Ich will Identitätskrisen meistern und ich werde keine unnötige Energie an ständiges Selbsterfinden vergeuden. Ich denke lieber zweimal nach, als keinmal. Licht zu sein bedeutet Verantwortung in dieser Welt zu übernehmen. Und es fängt im Kleinen an, aber da muss und sollte es nicht bleiben! Große Veränderung und Verbesserung fängt im Kleinen an, aber geschieht im Großen. Wo sind die Leute, die wirklich die Welt verbessern wollen? Wo sind die Leute die Verantwortung übernehmen?
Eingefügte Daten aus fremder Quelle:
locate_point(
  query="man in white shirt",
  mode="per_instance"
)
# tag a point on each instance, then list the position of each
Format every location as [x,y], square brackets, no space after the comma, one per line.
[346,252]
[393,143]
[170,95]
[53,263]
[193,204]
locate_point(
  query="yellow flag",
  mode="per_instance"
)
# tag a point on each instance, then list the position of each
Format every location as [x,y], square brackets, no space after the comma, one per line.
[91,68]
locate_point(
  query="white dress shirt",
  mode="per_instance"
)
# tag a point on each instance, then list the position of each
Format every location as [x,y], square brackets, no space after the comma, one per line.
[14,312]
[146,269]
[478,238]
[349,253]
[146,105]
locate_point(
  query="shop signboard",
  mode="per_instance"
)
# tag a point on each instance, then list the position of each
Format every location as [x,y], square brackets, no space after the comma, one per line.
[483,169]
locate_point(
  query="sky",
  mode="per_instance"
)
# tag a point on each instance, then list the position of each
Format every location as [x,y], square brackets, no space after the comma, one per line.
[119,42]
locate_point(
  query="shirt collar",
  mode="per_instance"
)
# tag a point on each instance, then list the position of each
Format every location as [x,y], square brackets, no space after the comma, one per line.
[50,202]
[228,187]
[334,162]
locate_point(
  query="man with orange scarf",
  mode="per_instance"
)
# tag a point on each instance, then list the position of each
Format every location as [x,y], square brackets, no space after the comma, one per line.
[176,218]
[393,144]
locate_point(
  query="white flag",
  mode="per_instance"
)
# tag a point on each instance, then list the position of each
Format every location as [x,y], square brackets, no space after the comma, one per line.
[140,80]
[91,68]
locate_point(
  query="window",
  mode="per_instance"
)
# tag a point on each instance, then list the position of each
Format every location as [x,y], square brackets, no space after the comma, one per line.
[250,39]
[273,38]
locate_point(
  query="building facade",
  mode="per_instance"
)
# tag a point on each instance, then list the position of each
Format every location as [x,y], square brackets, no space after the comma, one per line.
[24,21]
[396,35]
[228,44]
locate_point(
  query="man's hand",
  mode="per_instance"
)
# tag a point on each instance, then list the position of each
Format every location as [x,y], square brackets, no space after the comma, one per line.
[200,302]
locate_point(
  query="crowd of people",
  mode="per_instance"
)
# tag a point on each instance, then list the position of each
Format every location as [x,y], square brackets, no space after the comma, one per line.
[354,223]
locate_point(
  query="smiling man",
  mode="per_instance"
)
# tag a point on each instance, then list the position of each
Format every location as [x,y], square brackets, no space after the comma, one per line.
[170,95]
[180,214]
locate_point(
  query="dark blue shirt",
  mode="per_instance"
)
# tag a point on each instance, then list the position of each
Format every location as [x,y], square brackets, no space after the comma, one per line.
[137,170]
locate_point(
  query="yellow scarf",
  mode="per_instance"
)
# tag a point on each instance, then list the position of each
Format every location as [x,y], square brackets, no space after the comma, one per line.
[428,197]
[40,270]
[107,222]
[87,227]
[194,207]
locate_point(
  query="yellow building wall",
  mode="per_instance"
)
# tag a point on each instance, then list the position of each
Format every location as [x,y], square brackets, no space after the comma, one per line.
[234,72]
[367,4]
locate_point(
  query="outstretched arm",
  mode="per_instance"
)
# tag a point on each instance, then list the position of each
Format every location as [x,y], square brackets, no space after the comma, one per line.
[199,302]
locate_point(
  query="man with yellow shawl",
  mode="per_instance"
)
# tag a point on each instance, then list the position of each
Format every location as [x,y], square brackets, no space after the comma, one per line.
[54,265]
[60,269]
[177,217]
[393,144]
Wer wird Bundeskanzler oder Topmanager bei VW? Wer trifft Entscheidungen bei der WHO? Wer wird UNO-Präsident? Wer entdeckt das Heilmittel gegen Krebs? Wer entwickelt den Impfstoff gegen Ebola? Wer reformiert das Bildungssystem? Wer schließt die Schere zwischen arm und reich? Wer verbessert die Welt?
Warum nicht auch du und ich? Wo fangen wir an? Ich weiß, wer ich bin. Ich kenne meinen Auftrag. Ich erkunde und gehe den Weg. Ich stehe auf, wenn ich falle. Und ich denke lieber zweimal nach!
Euer Lukas
Inspiriert durch Matthäus 5, Jesaja 43, Genesis 1, Markus 16 und den ganzen Rest.